Going to Claremont has served to make me more aware of what goes on around me. At the beginning of sixth grade, I was under the impression that every little boy and girl had a nice mommy and daddy to go home to every night. Obviously, I was very sheltered. I was severely antisocial, so I didn’t really have many interactions with people. When my friend told me in sixth grade that his dad had just gone to jail, I was skeptical. After all, doesn’t that stuff only happen to people you don’t know? Isn’t it only the “bad guys” that go to jail? That was when I first learned about courtrooms and people telling lies on the witness stand.

Then one day in seventh grade, my friend Jacob was looking very upset. When I asked him what the matter was, he told me that his brother had just been killed. It was the first time I had ever heard of someone I had connections with dying. This was new. Now I knew that killing wasn’t something you only read about in the newspapers. I began to rethink the whole nice mommy and daddy idea.

In eighth grade, I got Ms. Thaler for English. After I finished my Literature Circles book, The Book Thief, she recommended the Freedom Writers book to me. There were lots of stories of kids in trouble, abusive parents, alcoholism, addiction issues, and other stories of hardship. It made a huge impact on me. I know those kids were in Los Angeles, but it still made me think about what might be happening to some of my friends. I know for a fact at least some of them have serious issues at home. It’s what people don’t tell that can be the worst.

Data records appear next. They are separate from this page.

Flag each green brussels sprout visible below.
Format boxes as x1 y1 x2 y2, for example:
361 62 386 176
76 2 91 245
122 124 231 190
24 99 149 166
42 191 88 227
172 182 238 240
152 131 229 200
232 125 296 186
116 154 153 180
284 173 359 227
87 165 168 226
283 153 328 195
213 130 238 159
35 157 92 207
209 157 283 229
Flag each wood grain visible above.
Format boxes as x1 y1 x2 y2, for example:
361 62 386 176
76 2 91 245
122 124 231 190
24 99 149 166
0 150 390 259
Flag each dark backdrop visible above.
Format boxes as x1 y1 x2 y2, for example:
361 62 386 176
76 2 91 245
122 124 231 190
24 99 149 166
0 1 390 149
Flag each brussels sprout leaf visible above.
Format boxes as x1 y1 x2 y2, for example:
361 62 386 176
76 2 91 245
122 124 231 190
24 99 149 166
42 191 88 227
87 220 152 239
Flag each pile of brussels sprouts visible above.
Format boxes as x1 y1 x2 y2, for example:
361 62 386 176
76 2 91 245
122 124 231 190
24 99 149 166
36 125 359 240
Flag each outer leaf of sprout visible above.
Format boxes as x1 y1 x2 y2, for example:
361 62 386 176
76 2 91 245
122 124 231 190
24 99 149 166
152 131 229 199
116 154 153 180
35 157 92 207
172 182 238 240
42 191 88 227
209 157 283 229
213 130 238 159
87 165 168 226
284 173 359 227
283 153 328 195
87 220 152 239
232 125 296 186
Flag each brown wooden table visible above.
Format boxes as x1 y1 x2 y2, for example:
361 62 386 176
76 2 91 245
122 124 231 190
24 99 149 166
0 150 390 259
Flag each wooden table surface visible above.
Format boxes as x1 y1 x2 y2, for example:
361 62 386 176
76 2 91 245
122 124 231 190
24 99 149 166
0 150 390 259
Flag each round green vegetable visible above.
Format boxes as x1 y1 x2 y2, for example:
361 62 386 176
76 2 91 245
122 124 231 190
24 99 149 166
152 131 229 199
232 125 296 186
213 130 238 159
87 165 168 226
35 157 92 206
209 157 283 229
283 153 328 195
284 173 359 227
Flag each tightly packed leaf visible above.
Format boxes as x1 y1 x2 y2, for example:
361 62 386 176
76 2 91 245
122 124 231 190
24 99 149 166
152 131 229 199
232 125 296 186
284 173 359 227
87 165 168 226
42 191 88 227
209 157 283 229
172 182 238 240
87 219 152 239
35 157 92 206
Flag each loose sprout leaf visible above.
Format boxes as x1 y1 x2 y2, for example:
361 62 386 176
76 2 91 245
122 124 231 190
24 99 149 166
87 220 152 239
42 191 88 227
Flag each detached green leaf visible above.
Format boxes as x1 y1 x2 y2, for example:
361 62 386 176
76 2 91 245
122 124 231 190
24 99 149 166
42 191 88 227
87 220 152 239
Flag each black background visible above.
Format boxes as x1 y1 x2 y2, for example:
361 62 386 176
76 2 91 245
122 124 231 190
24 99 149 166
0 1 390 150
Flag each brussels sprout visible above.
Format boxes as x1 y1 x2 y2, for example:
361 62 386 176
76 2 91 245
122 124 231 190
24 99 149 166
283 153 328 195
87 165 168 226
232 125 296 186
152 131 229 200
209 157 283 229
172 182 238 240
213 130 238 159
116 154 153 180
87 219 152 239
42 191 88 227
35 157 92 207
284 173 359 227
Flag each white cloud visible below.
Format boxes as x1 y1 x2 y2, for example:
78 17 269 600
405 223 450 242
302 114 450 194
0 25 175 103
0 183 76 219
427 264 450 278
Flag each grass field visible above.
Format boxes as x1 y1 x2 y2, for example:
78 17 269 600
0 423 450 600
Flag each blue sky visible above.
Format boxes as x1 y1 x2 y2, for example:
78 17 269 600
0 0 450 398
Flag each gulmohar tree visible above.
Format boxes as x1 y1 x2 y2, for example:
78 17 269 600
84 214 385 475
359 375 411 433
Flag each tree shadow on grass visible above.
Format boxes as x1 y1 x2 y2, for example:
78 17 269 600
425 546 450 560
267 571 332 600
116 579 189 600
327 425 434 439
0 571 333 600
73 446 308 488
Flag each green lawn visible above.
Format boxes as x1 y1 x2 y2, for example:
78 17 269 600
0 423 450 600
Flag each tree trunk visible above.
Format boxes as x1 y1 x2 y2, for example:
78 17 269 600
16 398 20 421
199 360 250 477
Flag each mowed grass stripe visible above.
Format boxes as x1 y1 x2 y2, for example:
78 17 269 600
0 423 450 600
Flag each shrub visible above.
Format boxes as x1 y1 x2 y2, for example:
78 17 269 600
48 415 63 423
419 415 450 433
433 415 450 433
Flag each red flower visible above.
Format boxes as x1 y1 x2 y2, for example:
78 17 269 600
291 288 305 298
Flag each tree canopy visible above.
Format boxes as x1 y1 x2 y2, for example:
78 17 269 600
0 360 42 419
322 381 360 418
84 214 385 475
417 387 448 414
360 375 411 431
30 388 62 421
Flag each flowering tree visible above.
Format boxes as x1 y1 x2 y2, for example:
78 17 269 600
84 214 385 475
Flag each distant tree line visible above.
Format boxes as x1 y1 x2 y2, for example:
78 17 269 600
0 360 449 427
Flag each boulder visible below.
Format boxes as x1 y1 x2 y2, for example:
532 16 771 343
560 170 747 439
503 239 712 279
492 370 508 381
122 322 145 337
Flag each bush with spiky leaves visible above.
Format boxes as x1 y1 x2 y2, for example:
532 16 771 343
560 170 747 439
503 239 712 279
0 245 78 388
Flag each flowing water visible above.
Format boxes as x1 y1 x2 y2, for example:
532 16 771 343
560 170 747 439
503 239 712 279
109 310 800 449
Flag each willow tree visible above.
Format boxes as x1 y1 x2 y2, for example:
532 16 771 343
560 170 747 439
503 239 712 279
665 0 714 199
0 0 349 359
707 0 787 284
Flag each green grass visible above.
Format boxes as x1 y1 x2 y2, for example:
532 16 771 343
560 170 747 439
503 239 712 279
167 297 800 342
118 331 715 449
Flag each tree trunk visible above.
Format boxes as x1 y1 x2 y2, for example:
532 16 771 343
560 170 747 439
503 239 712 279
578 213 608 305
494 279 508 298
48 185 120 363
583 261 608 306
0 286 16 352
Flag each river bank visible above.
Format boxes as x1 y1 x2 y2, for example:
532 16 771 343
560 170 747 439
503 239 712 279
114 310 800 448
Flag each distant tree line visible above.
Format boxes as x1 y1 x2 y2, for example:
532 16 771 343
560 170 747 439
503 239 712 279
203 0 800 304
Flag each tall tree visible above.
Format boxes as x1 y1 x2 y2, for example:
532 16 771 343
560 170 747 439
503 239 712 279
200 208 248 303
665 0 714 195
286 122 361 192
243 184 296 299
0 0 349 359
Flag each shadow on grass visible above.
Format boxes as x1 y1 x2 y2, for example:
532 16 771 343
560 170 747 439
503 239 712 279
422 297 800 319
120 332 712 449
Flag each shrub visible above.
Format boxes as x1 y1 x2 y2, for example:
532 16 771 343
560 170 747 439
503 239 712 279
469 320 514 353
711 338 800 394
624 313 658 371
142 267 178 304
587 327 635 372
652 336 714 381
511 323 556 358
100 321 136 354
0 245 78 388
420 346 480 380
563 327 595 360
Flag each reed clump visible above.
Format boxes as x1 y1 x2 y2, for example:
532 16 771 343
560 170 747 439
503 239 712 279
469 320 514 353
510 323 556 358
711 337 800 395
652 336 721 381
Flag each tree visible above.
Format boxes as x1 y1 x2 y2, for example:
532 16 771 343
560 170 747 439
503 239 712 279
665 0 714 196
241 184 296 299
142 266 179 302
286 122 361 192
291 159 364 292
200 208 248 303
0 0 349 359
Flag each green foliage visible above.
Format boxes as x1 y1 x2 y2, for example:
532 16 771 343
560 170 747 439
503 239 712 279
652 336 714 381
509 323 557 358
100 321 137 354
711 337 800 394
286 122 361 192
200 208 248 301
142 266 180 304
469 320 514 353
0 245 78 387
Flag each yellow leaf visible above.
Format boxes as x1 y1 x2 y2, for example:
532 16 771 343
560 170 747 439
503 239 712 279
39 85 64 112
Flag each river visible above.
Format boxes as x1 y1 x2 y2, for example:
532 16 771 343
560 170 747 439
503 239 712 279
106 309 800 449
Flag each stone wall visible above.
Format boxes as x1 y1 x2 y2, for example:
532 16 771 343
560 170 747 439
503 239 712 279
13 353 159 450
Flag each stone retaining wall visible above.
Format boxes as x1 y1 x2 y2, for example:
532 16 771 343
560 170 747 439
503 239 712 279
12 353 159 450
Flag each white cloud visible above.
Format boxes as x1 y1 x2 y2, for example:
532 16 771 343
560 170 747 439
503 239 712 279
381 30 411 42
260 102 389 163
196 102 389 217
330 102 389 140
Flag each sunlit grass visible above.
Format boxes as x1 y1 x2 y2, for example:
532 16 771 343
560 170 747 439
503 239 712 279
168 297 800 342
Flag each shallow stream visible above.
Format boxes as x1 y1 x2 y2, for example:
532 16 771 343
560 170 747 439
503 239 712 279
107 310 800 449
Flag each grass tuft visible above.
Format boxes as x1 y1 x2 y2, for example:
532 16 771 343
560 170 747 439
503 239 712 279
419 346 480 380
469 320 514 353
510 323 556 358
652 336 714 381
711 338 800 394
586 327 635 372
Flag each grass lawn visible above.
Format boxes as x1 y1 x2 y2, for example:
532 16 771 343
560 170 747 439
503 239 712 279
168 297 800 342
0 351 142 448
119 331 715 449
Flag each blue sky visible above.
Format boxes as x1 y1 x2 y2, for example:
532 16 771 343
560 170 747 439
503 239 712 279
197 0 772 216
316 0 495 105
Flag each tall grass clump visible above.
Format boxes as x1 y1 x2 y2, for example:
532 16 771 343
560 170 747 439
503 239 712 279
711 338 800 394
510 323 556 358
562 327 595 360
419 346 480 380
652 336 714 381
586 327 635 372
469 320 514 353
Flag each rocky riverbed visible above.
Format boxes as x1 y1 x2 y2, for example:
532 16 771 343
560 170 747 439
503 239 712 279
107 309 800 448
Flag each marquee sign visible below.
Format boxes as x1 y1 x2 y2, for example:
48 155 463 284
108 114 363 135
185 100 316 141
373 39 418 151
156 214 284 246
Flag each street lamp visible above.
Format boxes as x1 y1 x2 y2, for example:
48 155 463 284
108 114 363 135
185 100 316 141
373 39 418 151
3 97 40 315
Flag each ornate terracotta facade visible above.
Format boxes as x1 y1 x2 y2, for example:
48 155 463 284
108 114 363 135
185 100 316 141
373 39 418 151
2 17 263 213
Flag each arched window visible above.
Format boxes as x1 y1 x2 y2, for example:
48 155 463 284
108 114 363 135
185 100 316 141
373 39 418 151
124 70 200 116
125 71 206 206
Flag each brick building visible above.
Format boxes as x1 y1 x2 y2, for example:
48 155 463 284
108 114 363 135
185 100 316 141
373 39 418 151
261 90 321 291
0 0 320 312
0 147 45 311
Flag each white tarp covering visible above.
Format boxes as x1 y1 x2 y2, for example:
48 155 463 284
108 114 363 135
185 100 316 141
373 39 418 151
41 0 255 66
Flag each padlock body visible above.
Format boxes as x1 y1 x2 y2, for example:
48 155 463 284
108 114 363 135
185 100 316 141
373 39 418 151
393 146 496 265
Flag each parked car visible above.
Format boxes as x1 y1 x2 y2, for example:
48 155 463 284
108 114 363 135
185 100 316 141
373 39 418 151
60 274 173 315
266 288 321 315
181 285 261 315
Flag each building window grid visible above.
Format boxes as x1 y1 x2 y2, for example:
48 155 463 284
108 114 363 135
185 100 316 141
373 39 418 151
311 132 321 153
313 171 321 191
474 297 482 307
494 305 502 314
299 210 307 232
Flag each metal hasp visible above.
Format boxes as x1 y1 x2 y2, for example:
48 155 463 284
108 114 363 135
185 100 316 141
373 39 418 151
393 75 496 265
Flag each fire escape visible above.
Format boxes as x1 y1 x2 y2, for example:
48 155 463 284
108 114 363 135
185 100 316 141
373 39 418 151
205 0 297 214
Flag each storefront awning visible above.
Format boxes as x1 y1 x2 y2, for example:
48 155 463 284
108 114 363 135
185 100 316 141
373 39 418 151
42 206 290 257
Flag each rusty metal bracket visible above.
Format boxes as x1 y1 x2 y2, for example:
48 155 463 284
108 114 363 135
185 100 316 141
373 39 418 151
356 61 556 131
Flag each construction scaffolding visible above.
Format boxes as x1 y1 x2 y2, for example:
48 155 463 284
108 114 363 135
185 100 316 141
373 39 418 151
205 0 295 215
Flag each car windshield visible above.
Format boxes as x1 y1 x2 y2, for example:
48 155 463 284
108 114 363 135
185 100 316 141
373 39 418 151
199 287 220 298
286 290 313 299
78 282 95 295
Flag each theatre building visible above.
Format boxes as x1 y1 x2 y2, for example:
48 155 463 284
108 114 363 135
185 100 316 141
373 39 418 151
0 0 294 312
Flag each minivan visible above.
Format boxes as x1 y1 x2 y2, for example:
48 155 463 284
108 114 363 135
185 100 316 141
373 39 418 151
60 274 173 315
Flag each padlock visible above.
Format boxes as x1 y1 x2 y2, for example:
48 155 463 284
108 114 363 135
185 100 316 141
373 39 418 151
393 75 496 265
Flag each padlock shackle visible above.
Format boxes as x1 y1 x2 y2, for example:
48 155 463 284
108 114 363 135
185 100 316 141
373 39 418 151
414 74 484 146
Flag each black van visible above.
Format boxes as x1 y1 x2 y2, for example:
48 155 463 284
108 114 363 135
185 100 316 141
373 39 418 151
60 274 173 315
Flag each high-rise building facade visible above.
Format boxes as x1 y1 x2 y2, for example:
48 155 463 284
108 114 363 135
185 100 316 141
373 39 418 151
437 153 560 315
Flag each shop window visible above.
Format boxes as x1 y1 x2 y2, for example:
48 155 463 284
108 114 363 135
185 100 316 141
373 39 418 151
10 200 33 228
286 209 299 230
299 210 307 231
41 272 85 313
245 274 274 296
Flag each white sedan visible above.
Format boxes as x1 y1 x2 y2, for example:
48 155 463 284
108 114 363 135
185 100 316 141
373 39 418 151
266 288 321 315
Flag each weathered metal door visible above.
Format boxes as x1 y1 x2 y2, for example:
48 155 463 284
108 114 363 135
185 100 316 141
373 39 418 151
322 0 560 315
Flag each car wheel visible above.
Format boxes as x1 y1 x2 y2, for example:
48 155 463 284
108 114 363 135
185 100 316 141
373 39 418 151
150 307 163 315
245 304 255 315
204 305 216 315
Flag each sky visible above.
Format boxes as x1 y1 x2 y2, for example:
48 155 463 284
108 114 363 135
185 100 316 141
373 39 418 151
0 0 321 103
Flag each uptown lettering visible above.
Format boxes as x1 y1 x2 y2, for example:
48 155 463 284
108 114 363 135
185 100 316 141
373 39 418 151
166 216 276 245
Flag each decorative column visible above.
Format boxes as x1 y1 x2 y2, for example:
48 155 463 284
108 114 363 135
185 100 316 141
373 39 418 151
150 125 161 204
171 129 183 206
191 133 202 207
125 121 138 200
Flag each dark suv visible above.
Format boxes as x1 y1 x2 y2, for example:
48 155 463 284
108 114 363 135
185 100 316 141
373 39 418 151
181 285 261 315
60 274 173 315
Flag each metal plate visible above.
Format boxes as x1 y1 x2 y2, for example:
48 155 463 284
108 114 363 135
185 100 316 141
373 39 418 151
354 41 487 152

A few weeks ago, my family and I went to dinner with my friend, Malek, and one of our old classmates that I hadn’t seen in five years. During the conversation, I realized that staying with the same thirty people for nine years had not done much for their social awareness. I gradually realized that, before that night, they had never heard the word “bruh!” Apparently, all the things that I now considered normal hadn’t caught on at the French school. In the conversation, Lauren told me that Zoe, another classmate, would be the one person from my old school going to Oakland Tech. Malek and Lauren told me she was even more “innocent” than they were. Thanks to the Freedom Writers and the dinner, I now understand a lot about what goes on around me.

2 comments:

Jessica S. said...

I'm very impressed that you are so aware of the world at such a young age. It took me almost 25 years before I understood some of the things you write about!

Skolnik said...

Wow. Powerful writing. Powerful insights into your community. And a testimony to what good literature and the writing by other young people can do! Thank you for sharing this.